Having a more succinct representation of traces would allow bigger and more ambitious models. One avenue is through compression. As the traces are streamed to disk, compressing them would require stream compression. Likewise, trace querying would require streaming from the compressed trace, without requiring the file fully decompressed.

yarden commented 5 years ago

Part of the problem is that JSON isn't really the right format for a trace. But if one were to stick with something like JSON, there's a hacky solution that doesn't require any sophisticated computer science.

One could simply output a gz compressed trace (that's trivial) which would give ~100x reduction in file size, as we discussed. But instead of using plain JSON, Kappa would output simply a line-separated JSON format (which technically speaking isn't JSON).

Right now, traces are just one big blob (which highlights the fact JSON was not meant to be used for such large data, in my view). If you instead separate it out by lines, it is trivial to read the trace in streaming fashion. You just read the trace line by line. It's easy to read a gz file in streaming fashion, so you'd never need to fully uncompress the trace. Of course, your trace query language or whatever means of querying the trace would have to work in streaming fashion too.

P.S. There are libraries that try to provide streaming access to json files (though in my opinion they are clunky), like ijson, so theoretically there's an immediate solution that wouldn't require any change to Kappa: you'd gz compress the trace by hand, that would save space, and then read from that compressed file in streaming fashion using something like ijson and compute what you need from the trace. If you're using Trace Query Language, I'm assuming it'd need to be adapted. To have alternatives to TQL, we'd need docs for the trace format (https://github.com/Kappa-Dev/KaSim/issues/601).

hmedina commented 5 years ago

A trace with linebreaks would be great for user-inspection! Next time I get an error, the line number will actually mean something, instead of being line 0, character 954357852515 lol

In my view, the central problem is that the whole trace may not fit in memory, and the contents are not know when the file is created. That means one can't have a good dictionary / compression table at startup.
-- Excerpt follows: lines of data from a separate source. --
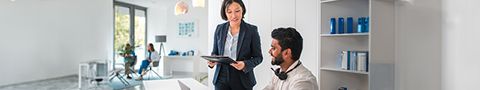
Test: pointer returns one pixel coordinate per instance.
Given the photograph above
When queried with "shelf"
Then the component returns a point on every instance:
(327, 1)
(348, 34)
(346, 71)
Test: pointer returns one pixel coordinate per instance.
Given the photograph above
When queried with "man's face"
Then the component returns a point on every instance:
(276, 52)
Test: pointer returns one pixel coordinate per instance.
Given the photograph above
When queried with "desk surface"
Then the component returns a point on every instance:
(173, 84)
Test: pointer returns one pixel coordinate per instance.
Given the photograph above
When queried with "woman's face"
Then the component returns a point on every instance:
(149, 48)
(234, 13)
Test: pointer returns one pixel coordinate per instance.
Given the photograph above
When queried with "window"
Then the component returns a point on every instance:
(130, 27)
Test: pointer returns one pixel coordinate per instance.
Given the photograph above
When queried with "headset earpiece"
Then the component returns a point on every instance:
(283, 75)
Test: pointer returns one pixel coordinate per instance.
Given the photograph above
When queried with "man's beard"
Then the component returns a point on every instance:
(278, 60)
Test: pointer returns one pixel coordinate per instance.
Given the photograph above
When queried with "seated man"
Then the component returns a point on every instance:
(285, 49)
(152, 56)
(129, 59)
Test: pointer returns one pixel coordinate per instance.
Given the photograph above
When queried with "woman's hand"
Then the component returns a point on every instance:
(240, 65)
(211, 64)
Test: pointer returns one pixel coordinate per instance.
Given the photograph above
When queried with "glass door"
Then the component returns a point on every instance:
(130, 27)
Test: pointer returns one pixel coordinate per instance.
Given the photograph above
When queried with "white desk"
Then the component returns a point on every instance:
(193, 64)
(173, 84)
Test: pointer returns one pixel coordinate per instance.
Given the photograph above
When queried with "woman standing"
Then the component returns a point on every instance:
(239, 41)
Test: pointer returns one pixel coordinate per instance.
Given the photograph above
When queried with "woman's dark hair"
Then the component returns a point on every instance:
(127, 46)
(289, 38)
(227, 3)
(151, 46)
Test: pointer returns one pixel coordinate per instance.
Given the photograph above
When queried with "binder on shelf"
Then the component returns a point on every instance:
(333, 25)
(345, 62)
(365, 24)
(353, 60)
(341, 25)
(349, 25)
(360, 25)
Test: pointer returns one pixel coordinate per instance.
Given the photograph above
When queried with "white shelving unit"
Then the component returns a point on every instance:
(379, 42)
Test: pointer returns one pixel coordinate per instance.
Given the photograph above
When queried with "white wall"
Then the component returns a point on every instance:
(199, 42)
(268, 15)
(43, 39)
(460, 44)
(418, 44)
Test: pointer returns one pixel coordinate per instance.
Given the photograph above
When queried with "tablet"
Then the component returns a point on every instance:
(220, 59)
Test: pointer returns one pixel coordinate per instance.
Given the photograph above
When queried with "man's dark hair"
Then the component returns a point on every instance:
(227, 3)
(289, 38)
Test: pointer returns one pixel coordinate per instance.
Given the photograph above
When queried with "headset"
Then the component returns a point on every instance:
(283, 75)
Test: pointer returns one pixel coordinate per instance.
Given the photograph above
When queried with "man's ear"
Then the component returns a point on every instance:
(287, 53)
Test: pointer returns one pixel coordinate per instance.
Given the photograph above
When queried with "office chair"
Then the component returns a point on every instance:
(154, 64)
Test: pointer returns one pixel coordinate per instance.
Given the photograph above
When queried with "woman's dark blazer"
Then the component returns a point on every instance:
(248, 50)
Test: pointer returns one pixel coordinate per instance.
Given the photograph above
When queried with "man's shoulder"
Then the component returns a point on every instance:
(304, 74)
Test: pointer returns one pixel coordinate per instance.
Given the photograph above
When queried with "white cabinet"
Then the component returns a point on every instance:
(379, 42)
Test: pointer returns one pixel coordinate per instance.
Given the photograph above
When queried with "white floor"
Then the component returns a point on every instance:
(71, 83)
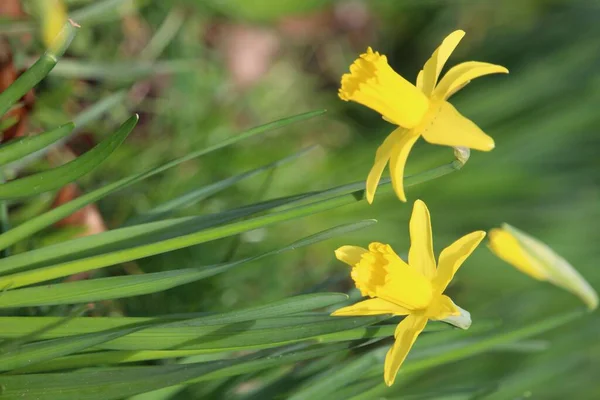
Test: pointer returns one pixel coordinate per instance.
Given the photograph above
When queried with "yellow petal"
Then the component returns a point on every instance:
(419, 82)
(381, 273)
(420, 255)
(442, 307)
(374, 84)
(460, 75)
(452, 257)
(371, 307)
(433, 66)
(398, 158)
(406, 333)
(382, 156)
(54, 16)
(541, 262)
(506, 246)
(446, 126)
(350, 254)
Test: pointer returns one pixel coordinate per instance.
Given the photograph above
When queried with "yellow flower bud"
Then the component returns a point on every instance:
(539, 261)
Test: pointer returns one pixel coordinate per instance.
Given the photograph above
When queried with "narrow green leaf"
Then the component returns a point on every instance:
(117, 383)
(121, 72)
(56, 327)
(84, 118)
(192, 197)
(100, 261)
(114, 357)
(134, 285)
(19, 148)
(467, 348)
(37, 71)
(126, 286)
(337, 377)
(36, 224)
(33, 353)
(60, 176)
(96, 11)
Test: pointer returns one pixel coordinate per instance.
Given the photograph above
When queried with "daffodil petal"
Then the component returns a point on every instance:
(449, 128)
(350, 254)
(402, 147)
(540, 261)
(433, 66)
(460, 75)
(441, 308)
(406, 333)
(507, 247)
(420, 255)
(382, 156)
(374, 84)
(462, 321)
(452, 257)
(419, 82)
(381, 273)
(371, 307)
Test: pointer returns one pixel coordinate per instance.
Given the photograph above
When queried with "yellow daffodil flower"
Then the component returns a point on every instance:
(414, 289)
(421, 110)
(539, 261)
(54, 16)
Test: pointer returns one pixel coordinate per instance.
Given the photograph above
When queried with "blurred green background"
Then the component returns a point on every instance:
(203, 70)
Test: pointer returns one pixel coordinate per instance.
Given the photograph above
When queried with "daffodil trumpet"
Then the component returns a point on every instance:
(420, 110)
(413, 289)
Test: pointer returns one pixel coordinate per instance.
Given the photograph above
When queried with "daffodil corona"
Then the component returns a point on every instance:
(414, 289)
(421, 110)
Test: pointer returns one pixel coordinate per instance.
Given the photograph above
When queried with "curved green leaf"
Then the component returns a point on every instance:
(116, 383)
(134, 285)
(33, 353)
(19, 148)
(349, 195)
(48, 218)
(60, 176)
(37, 71)
(196, 195)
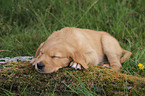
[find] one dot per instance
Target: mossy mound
(17, 76)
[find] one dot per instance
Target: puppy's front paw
(75, 65)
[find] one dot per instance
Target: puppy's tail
(126, 56)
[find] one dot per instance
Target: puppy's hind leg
(113, 51)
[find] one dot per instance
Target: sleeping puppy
(82, 47)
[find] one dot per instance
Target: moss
(17, 76)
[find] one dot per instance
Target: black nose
(40, 65)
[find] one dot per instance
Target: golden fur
(83, 46)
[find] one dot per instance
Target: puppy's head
(50, 57)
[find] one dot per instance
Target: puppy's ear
(38, 50)
(79, 58)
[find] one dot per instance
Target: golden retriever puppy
(82, 47)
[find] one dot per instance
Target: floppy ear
(79, 58)
(38, 49)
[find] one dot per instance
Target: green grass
(24, 24)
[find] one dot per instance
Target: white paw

And the trace may not fit in disk, so I can't compress the file, because I never get to write the file... I guess buying an external SSD is cheaper and faster than some Dev time

When reading on stream compression (on a probably outdated wikibook...) people mentioned the existence of block-less adaptive / converging streams, which don't have blocks, and where the dictionary / compression table changes through the stream, getting better as it learns the shape of the data in the file. The absence of blocks sounds to me like it would avoid arbitrary discretization of the file, which would be required for trace querying (which already streams through traces).
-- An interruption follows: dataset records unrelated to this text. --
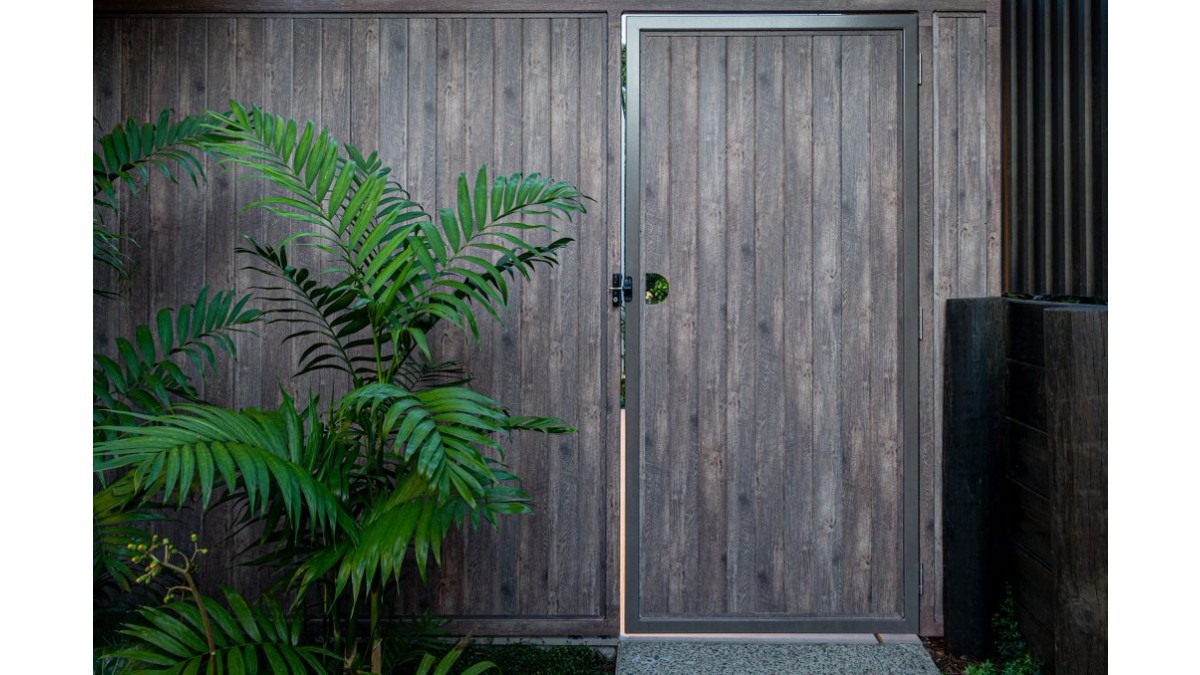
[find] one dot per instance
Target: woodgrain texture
(960, 231)
(403, 73)
(1078, 401)
(801, 496)
(436, 96)
(976, 399)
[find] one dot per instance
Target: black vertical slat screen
(1056, 125)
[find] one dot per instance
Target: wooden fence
(1026, 476)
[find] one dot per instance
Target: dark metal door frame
(906, 25)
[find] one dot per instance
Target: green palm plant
(351, 493)
(126, 156)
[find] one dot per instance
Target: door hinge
(622, 288)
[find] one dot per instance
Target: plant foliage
(349, 491)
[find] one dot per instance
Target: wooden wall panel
(960, 231)
(436, 96)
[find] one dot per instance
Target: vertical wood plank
(306, 102)
(394, 96)
(220, 272)
(885, 435)
(595, 402)
(249, 376)
(827, 311)
(1077, 398)
(930, 376)
(480, 585)
(157, 252)
(797, 251)
(508, 94)
(679, 310)
(106, 109)
(655, 332)
(364, 87)
(279, 49)
(448, 341)
(190, 222)
(713, 316)
(971, 197)
(771, 455)
(563, 326)
(857, 503)
(741, 302)
(535, 344)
Ideally, KaSim would start producing a trace file with some initial dictionary based on JSON structure, and append to that compressed file as more events happen, updating the compression table as it goes. That way the uncompressed trace never needs to be seen.

yarden commented 5 years ago

A trace with linebreaks would be great for user-inspection! Next time I get an error, the line number will actually mean something, instead of being line 0, character 954357852515 lol

In my view, the central problem is that the whole trace may not fit in memory, and the contents are not know when the file is created. That means one can't have a good dictionary / compression table at startup.

That's not really true, at least not if you consider ~100x compression good enough, which is what you'd get with gz. I consider that to be the minimal, least sophisticated compression.

And the trace may not fit in disk, so I can't compress the file, because I never get to write the file... I guess buying an external SSD is cheaper and faster than some Dev time

With the trivial change to KaSim, you'd only ever write the gz compressed version. The point is that if you have a ~1 GB trace, there's never a reason for it to occupy more than tens of megabytes. You don't need to write the full file to compress it; you just have KaSim serialize a compressed file.

When reading on stream compression (on a probably outdated wikibook...) people mentioned the existence of block-less adaptive / converging streams, which don't have blocks, and where the dictionary / compression table changes through the stream, getting better as it learns the shape of the data in the file. The absence of blocks sounds to me like it would avoid arbitrary discretization of the file, which would be required for trace querying (which already streams through traces).

Ideally, KaSim would start producing a trace file with some initial dictionary based on JSON structure, and append to that compressed file as more events happen, updating the compression table as it goes. That way the uncompressed trace never needs to be seen.

The uncompressed trace never needs to be seen even with gz.

hmedina commented 5 years ago

A trace with linebreaks would be great for user-inspection! Next time I get an error, the line number will actually mean something, instead of being line 0, character 954357852515 lol In my view, the central problem is that the whole trace may not fit in memory, and the contents are not know when the file is created. That means one can't have a good dictionary / compression table at startup.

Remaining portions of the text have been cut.